An die hundertmal taucht in dem Bericht des Bundeskartellamts das Wort "pivotal" auf, auch in Verbindungen wie "Pivotalität von RWE" oder innerhalb einer mathematischen Formel. Es handelt sich aber um keine höhere Mathematik, sondern schlicht um ein englisches Wort, das soviel wie entscheidend, ausschlaggebend oder unverzichtbar bedeutet. Zum Beispiel geht es bei der Pivotalität eines Stromerzeugers um die Frage, wann er soviel Marktmacht ausspielen kann, dass keiner um ihn herumkommt. Das muss in der Stromwirtschaft nicht unbedingt RWE sein, und eine mehrheitliche oder dauerhafte Marktbeherrschung ist auch nicht Voraussetzung. Es kommt vielmehr auf die jeweiligen Umstände an. Zum Beispiel ist die Unverzichtbarkeit oder "Pivotalität" eines Stromanbieters schon dann gegeben, wenn er der einzige ist, der bei einer "Dunkelflaute" mit seiner noch verfügbaren Kraftwerkskapazität die letzte Lücke zwischen Erneuerbaren-Einspeisung und Residuallast schließen kann. Und mit Hilfe dieser Marktmacht kann er dann auch den Preis bestimmen.
Die Verfasser des Marktmachtberichts wussten natürlich noch nichts von der Dunkelflaute, die am 11./12. Dezember den Preis der Megawattstunde an der Epex Spot bis auf das Zwölffache explodieren ließ, weil der Residuallast mangels verfügbarer konventioneller Kapazitäten mit teuren Importen aufgeholfen werden musste (241201). Aber es gab ja schon genug ähnliche Situationen. So stellen sie fest, dass RWE während einer Phase niedriger Windeinspeisung in der Kalenderwoche 48 vor einem Jahr "über einen längeren, zusammenhängenden Zeitraum hinweg pivotal" gewesen sei.

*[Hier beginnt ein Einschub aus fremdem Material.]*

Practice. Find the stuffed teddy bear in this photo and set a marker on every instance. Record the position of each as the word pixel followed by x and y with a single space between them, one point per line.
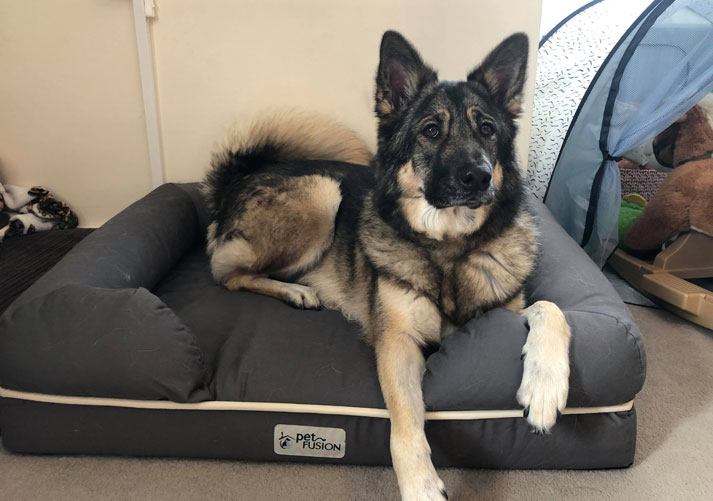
pixel 685 199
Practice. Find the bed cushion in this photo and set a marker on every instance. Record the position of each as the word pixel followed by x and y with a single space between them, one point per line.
pixel 133 313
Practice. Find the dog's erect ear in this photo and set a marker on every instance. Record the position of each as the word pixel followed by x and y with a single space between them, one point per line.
pixel 401 74
pixel 503 72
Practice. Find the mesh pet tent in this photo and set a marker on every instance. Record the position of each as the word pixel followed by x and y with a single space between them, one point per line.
pixel 610 77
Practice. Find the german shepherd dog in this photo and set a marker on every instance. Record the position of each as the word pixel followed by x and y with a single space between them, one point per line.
pixel 432 234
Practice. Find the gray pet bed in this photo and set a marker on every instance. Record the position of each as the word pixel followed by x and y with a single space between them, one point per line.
pixel 127 346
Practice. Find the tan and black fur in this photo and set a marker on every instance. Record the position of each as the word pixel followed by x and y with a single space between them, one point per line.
pixel 431 234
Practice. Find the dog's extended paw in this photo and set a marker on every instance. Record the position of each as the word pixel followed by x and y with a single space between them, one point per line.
pixel 302 297
pixel 430 488
pixel 418 480
pixel 543 390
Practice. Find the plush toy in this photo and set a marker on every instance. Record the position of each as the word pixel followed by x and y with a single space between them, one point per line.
pixel 684 200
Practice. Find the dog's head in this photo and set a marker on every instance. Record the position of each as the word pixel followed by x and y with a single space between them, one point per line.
pixel 447 146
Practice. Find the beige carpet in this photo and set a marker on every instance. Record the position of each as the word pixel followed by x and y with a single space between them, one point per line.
pixel 674 458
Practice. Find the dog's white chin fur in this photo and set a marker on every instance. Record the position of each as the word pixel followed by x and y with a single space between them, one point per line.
pixel 440 224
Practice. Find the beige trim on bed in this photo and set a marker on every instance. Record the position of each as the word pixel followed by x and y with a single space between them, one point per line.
pixel 221 405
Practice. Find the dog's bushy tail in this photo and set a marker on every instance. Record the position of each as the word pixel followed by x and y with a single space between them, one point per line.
pixel 277 138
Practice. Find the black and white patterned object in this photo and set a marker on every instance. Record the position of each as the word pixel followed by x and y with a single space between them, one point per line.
pixel 566 65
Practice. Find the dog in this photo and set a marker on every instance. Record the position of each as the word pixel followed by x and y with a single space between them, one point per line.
pixel 434 232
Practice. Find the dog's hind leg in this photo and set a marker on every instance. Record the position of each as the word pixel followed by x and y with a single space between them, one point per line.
pixel 545 379
pixel 284 229
pixel 404 322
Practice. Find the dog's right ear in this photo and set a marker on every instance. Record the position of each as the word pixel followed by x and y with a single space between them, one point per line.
pixel 401 74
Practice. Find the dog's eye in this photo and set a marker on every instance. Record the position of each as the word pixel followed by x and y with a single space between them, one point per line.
pixel 487 129
pixel 431 130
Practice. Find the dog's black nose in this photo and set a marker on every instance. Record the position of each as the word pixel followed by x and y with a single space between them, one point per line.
pixel 475 176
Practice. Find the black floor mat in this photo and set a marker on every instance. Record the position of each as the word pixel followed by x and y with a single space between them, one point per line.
pixel 25 258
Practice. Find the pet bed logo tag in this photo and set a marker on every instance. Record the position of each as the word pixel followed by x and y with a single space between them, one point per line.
pixel 292 440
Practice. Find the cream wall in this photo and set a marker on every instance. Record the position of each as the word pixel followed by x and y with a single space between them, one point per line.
pixel 71 111
pixel 228 60
pixel 71 116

Dabei war der damalige Preisanstieg, der an vier Tagen die Grenze von 180 Euro/MWh überschritt und maximal 231 Euro/MWh betrug, vergleichsweise bescheiden. Im Sommer 2023, in den Kalenderwochen 23 bis 35, sei RWE an Arbeitstagen während der Morgen- und Abendstunden (niedrige PV-Einspeisung bei hoher Last) ebenfalls pivotal gewesen.
In seiner Pressemitteilung zum Marktmachtbericht erwähnte das Bundeskartellamt zusätzlich noch den 6. November 2024, als der Day-ahead-Preis um 17 Uhr bis auf 820 Euro/MWh anstieg, um dann festzustellen:
"Mit dem Marktmachtbericht können wir keine förmliche Feststellung einer marktbeherrschenden Stellung treffen", gab Mundt zu bedenken. "Dies kann letztlich nur im Rahmen einer konkreten Einzelfallentscheidung erfolgen." Das von seiner Behörde festgestellte Ausmaß der Unverzichtbarkeit und ihre systematische Vorhersehbarkeit würden aber darauf hindeuten, dass RWE das kartellrechtliche Missbrauchsverbot beachten müsse. Insbesondere dürften Stromerzeuger mit einer marktbeherrschenden Stellung keine wirtschaftlich einsetzbaren Erzeugungskapazitäten gezielt zurückhalten und dadurch den Preis in die Höhe treiben. Ein solches Verhalten wäre vielmehr missbräuchlich und verboten.